During development of the head and neck, the pharyngeal arches, which look like fish gill, are formed. As their names imply, inside of the pharyngeal arches is the pharynx (Fig. 4-23). The pharynx belongs to the foregut, so that the oropharyngeal membrane between the amniotic cavity and foregut is found in the inside of pharyngeal arches (Fig. 8-30).
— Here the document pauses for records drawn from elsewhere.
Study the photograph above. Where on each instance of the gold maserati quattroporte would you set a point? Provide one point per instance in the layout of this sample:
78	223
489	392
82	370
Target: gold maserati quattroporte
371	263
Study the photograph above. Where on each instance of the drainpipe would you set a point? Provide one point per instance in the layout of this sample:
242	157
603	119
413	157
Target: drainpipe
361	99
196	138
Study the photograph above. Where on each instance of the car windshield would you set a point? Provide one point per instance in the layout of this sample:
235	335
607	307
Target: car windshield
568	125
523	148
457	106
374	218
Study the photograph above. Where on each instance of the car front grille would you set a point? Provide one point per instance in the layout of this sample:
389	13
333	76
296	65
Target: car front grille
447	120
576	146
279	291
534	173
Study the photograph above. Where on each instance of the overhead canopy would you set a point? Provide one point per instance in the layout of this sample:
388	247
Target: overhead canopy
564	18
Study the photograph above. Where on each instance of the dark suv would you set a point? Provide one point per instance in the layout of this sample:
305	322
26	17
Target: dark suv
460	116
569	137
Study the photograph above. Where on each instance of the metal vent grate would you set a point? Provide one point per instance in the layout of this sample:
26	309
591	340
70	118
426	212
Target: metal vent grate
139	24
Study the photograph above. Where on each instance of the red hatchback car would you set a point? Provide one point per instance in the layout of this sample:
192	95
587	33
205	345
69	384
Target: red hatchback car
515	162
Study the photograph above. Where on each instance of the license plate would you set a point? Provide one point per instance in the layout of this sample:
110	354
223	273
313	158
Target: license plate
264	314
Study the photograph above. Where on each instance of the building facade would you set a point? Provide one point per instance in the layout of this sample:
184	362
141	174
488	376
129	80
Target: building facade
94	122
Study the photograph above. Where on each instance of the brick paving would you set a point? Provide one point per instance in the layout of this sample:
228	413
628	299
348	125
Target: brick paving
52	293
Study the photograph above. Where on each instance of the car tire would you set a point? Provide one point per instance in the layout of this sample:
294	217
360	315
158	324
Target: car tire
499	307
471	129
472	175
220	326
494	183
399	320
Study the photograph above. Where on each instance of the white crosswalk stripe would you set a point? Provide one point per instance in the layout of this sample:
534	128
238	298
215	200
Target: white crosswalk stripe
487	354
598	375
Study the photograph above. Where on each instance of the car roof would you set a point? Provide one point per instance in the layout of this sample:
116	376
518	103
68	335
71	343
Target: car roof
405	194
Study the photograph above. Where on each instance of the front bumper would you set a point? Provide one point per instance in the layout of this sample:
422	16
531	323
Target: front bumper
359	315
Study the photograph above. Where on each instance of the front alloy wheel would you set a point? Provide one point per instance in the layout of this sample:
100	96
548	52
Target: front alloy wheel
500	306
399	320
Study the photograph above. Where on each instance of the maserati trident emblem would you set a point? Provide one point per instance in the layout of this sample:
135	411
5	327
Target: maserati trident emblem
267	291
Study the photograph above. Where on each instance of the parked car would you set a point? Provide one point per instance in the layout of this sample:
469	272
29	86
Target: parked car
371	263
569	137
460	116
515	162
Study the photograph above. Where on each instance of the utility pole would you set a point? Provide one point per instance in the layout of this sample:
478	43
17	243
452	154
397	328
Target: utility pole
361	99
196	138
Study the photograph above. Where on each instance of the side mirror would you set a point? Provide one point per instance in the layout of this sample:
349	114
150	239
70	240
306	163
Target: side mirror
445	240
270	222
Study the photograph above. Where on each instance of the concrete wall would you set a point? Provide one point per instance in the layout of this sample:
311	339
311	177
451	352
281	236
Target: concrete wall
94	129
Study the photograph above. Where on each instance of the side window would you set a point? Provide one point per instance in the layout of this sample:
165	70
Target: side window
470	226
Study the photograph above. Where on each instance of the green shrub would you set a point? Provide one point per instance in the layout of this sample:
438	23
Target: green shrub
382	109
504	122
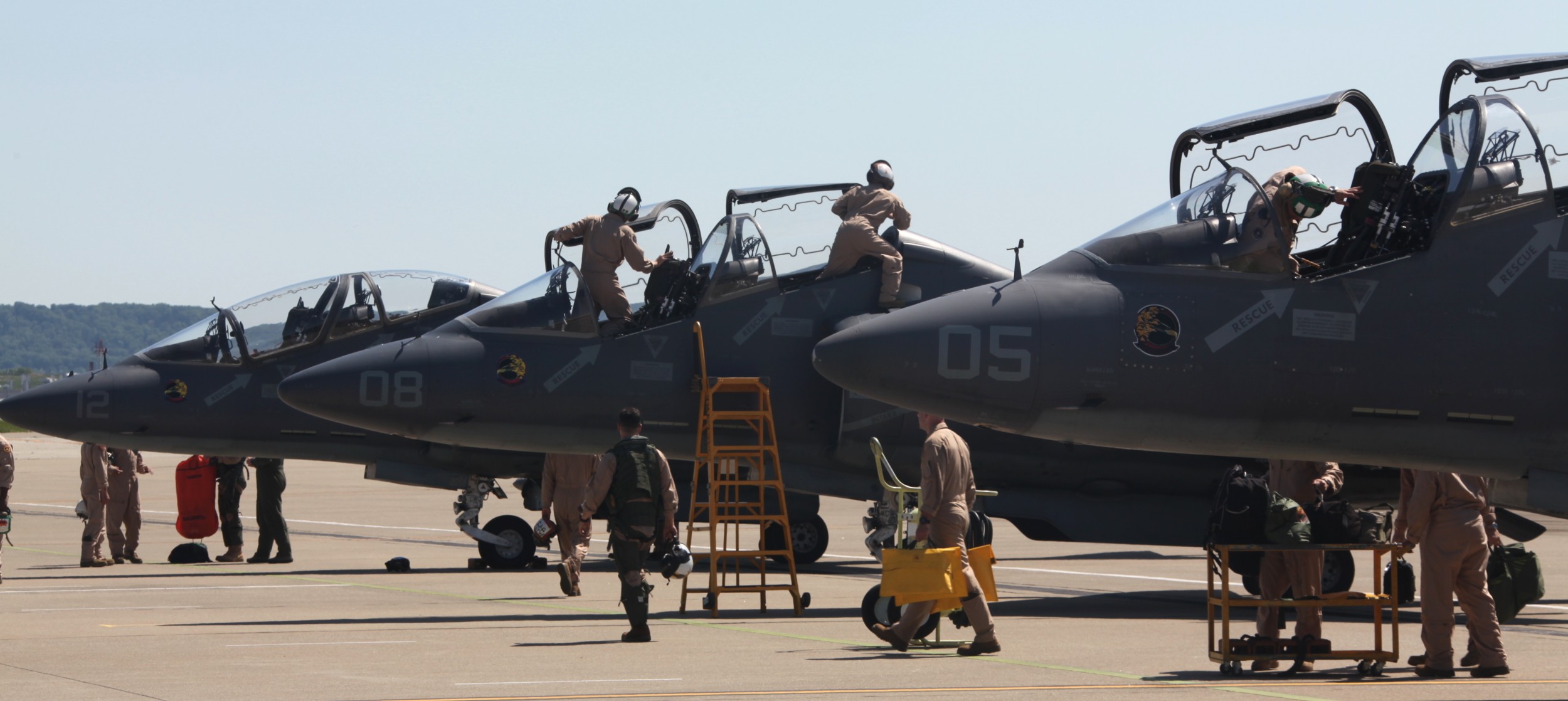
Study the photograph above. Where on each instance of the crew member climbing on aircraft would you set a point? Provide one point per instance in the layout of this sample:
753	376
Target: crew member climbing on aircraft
563	487
1296	195
634	483
1300	571
948	495
863	211
1449	521
607	242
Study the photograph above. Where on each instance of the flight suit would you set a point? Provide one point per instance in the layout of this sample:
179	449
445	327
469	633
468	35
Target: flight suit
607	243
948	493
631	542
124	502
563	488
95	492
1299	571
863	211
270	526
231	485
1268	240
7	477
1448	520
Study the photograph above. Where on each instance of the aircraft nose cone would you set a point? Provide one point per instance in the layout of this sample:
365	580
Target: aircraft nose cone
68	408
381	388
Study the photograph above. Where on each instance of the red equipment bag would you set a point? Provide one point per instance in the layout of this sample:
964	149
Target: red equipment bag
196	488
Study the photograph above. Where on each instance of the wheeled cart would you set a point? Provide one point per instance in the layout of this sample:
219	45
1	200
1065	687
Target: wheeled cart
1231	651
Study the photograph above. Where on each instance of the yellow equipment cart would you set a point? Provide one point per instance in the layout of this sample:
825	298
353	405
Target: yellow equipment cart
1231	651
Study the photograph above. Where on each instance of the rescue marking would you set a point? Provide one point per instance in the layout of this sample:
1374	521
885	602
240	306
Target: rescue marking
769	311
350	642
1547	236
237	383
585	358
566	681
1274	302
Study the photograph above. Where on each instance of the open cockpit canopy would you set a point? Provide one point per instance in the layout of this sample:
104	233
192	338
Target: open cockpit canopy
317	311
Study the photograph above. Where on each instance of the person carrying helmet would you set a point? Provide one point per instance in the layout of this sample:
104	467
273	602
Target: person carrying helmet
95	498
1448	520
948	495
563	487
634	485
7	479
607	242
1268	237
863	211
124	504
1300	571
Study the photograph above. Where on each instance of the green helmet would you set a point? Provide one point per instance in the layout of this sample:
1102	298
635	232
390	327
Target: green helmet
1310	195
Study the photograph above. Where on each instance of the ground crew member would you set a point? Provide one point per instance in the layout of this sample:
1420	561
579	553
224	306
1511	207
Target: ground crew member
1294	195
632	482
607	242
124	504
563	487
231	483
95	496
1448	520
948	495
1300	571
270	526
7	477
863	211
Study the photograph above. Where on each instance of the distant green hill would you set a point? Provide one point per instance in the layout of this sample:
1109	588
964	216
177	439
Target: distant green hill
60	337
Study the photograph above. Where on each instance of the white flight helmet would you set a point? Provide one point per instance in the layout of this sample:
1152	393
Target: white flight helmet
880	174
626	204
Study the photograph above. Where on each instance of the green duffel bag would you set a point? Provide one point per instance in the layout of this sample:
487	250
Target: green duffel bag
1513	576
1286	521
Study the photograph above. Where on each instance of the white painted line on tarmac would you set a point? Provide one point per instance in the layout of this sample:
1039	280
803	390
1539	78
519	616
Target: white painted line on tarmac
109	609
164	589
569	681
350	642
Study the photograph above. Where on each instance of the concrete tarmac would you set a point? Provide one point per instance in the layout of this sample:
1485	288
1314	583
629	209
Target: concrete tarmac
1078	621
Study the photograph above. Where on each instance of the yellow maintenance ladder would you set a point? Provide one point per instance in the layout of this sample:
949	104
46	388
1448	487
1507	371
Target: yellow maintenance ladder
739	460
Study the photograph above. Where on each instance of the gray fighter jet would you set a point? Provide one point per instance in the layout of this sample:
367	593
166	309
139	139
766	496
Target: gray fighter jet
212	389
760	319
1424	333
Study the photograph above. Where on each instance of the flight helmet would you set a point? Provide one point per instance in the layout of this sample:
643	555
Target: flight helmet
1310	195
880	174
626	204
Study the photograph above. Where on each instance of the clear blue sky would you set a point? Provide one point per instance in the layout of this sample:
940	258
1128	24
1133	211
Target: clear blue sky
183	151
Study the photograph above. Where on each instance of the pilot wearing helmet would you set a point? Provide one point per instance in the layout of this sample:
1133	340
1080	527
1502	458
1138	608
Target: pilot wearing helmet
1294	195
607	242
863	211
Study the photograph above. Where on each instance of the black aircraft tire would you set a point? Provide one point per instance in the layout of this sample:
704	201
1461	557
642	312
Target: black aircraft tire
516	556
810	537
879	609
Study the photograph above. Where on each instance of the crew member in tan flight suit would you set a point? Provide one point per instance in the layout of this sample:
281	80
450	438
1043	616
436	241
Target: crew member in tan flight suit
7	477
607	242
948	493
634	483
95	496
1449	521
562	490
863	211
1300	571
1296	195
124	504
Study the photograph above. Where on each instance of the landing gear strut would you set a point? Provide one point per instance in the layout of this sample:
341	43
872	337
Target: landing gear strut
506	542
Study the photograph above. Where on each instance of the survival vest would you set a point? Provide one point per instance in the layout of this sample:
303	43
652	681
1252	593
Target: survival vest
634	490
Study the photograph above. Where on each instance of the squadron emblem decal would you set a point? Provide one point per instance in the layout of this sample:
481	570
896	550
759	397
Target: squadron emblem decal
1156	331
176	391
512	371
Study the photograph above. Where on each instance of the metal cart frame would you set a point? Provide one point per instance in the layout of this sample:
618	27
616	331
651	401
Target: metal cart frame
1222	601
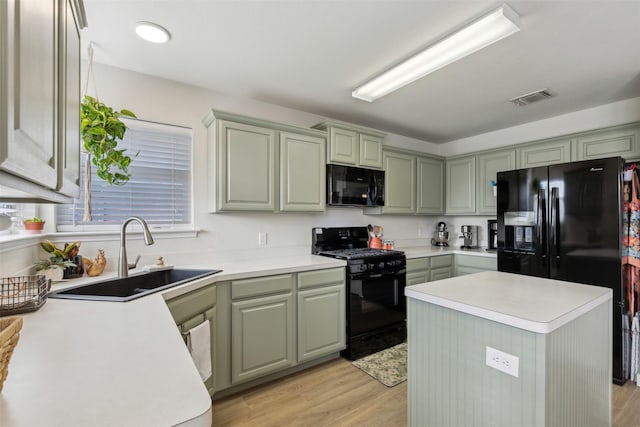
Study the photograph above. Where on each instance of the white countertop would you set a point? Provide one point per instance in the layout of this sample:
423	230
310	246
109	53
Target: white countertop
98	363
530	303
426	251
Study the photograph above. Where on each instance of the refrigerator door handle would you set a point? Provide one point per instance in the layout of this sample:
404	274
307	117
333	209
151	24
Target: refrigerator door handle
541	221
555	218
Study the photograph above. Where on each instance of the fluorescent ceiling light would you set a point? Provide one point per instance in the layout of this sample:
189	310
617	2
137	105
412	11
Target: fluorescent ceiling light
151	32
487	30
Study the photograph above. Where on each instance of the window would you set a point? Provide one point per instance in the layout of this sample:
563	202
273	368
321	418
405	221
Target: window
17	213
159	189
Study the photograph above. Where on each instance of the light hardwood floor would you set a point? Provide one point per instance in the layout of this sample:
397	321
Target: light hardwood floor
339	394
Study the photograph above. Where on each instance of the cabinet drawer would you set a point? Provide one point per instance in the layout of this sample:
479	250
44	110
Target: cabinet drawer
440	273
261	286
441	261
417	264
476	262
417	278
308	279
183	307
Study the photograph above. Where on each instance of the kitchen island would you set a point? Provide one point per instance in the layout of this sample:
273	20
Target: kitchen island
499	349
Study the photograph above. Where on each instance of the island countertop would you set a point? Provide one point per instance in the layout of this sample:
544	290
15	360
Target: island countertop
530	303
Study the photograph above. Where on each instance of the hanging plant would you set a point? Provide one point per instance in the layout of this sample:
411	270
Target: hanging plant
101	129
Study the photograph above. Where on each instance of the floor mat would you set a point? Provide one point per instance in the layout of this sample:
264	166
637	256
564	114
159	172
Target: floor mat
388	366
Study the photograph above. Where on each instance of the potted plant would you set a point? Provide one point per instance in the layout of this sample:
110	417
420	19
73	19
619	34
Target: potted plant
101	129
34	225
67	259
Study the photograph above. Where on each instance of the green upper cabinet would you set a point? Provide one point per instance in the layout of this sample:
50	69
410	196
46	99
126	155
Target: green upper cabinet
40	98
399	184
302	173
489	165
370	150
257	165
543	153
414	184
623	141
343	146
245	167
460	185
430	185
353	145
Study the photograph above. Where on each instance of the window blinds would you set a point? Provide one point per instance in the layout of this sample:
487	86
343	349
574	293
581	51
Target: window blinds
159	190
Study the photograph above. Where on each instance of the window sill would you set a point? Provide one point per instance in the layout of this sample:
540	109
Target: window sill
14	241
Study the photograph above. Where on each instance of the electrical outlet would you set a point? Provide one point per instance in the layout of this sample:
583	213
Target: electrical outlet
262	238
505	362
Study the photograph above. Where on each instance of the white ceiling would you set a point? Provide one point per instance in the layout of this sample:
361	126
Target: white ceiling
310	54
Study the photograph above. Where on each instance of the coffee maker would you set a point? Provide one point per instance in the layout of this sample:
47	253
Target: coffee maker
441	235
492	240
470	236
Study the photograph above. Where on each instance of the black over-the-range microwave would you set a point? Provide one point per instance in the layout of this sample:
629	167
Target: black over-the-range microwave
351	186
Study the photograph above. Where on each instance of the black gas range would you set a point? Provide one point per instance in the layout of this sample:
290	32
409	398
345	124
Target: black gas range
376	305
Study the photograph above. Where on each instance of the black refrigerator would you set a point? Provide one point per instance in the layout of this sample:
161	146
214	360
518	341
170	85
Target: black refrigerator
564	222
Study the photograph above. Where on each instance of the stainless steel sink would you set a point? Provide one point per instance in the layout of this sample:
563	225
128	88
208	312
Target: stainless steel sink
132	287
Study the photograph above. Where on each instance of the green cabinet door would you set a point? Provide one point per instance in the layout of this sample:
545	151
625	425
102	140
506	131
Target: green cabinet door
262	336
460	185
343	146
370	151
469	264
489	165
440	273
302	173
246	167
623	141
400	183
543	153
430	186
321	313
321	321
418	270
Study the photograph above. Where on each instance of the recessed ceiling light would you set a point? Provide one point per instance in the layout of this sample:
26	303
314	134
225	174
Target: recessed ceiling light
151	32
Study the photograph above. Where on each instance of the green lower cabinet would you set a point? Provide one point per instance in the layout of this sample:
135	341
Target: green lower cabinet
429	269
440	273
418	270
262	336
191	310
321	321
321	313
469	264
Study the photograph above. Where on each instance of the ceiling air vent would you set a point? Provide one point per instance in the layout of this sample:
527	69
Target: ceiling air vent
528	98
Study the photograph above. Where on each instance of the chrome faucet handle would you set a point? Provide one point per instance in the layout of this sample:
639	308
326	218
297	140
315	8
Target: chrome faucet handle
135	263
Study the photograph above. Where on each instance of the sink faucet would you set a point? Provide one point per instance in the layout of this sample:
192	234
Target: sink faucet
123	266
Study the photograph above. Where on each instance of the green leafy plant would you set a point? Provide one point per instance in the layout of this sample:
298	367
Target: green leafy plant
59	257
101	130
34	219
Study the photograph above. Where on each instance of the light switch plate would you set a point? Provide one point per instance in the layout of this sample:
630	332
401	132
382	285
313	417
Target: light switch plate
505	362
262	238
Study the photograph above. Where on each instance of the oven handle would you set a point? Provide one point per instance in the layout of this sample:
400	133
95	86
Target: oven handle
377	275
395	293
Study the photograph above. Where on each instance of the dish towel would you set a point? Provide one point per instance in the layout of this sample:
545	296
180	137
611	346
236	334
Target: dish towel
199	343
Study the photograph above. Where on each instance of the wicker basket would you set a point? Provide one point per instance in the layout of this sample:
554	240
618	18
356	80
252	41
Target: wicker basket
9	334
22	294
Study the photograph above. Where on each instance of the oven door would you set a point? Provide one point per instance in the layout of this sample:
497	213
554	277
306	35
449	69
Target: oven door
376	301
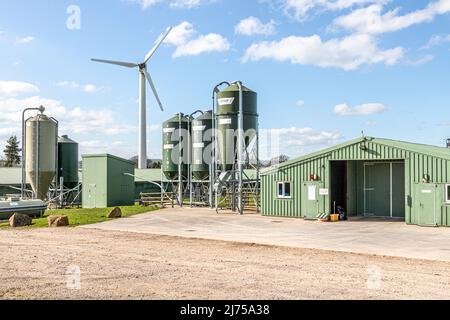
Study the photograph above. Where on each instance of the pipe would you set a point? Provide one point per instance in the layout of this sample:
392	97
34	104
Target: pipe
191	118
180	171
241	145
213	164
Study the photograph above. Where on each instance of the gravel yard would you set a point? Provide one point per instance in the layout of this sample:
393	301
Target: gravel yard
123	265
The 1st, 2nd, 3rd, 4th pharyngeal arches are innervated by V, VII, IX, X, respectively. For example, the masticatory muscles (Fig. 3-13) (Fig. 3-15) originate from the 1st pharyngeal arch, and thus are innervated by V (Fig. 13-71).

 

Fig. 8-37.

 

Like the pharyngeal arch, innervation is early decided during development. When a developing organ moves to its final position, the nerve always follows the organ, unlike artery and vein. An example is the phrenic nerve (from CN3–CN5) innervating diaphragm (Fig. 13-88).

 

 

Fig. 8-38.

 

It is believed that embryology and evolution are correlated. The transformation of human embryo enables us to predict how humans have evolved.

 

Fig. 8-39.

 

The embryonic heart initially forms as a tube just like a blood vessel. The single atrium and single ventricle (of the tube-like heart) are divided into the two atria and two ventricles (Fig. 10-10). The human primitive heart resembles the fish heart; it implies that humans have lived in water and evolved from fish.

 

< Delivery >

 

  

Fig. 8-40.

 

Until the end of the 8th week (after fertilization), the organs of embryo are dramatically formed.

 

Fig. 8-41.

 

After the beginning of the 9th week, the organs of fetus just grow in size.

 

 

Fig. 8-42.

 

At the end of the 38th week, the fetus is delivered by contraction of the uterus wall and widening of the cervix of uterus and the vagina (Fig. 7-34).

 

 

Fig. 8-43.

 

The delivery of fetus is followed by that of umbilical cord and placenta (Fig. 8-22).

 

Fig. 8-44.

 

Approximately, the sitting height of the newborn is 36 cm; its average weight is 3.4 kg.

 

  

Fig. 8-45.

 

In embryology, fertilization is the standard to tell the weeks of embryo and fetus (Fig. 8-15). But in obstetrics, last menstrual phase is the standard, because mother usually knows only when her last menstrual phase occurred (Fig. 8-12).

 

   

Fig. 8-46.

 

Fertilization is the standard to distinguish between heredity and environment. The life in the uterus belongs to environment (Fig. 8-40) (Fig. 8-41).